Now he heard popping of gunfire out on the street. The position of the elevator banks on the lobby floor and the locations of the garage entrances below that, limited the terrorists' field of fire in all directions on the street level, but from above, three or four stories up, they could keep the police from ever getting near the building.
The gang would be ready for armored cars. There were iron gates across the garage entrances, and an armored car with wounded men in it stalled at the bottom of the ramp would be impassable. This wasn't wartime, when the order would be given to blow it away. Policemen did not kill brother officers in the line of duty. It was more than society had a right to ask.
He could hear gunfire coming up the elevator shaft. What he was waiting for was the sound of a car in motion. He would not have a lot of time, and there was nothing he could do in advance, for it involved using the fireax on the door. As soon as it was heard and understood on the thirty-second floor, they would be after him. He heard automatic rifle fire from outside.
He got out the radio. "How are you guys doing?"

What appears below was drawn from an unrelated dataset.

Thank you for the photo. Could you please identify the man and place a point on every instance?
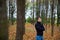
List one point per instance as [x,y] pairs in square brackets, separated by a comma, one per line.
[39,28]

"Well, I guess you were telling us the truth. Some people thought you were a psycho. They're kicking the shit out of us. You say there were twelve?"
"Now seven."
"Well, you're one tough fucking dude, let me tell you."
"Stay tuned." Leland said, and put the radio away. One of the elevators was in motion. He wheeled the chair into position, then turned to the elevator door with the ax. With the first swing, the pain in his left foot was so severe that he nearly dropped the ax on it. The next swing got the blade of the ax into the crack of the door and broke something inside, because the door opened, then was forced shut again. He rotated the handle of the ax so that the door came open again, enough for him to get his hand in and pull it open wide, and block it open with the length of the ax handle.
He looked in and bullets hit the top of the door. The car, coming up, was still a long way down. Leland had to return the fire he had to show he was still fit. He poked the Kalashnikov into the shaft and fired a burst down toward the car on the thirty-second floor from which the firing had come. Far below, someone in the ascending car fired at him, the round pinging upward toward the roof. Leland got behind the chair and rolled it like a baby carriage into the shaft. If the guy saw the thing coming down, he might think it was Leland. Even if it didn't go off, his chair-bomb would go through the roof of the car.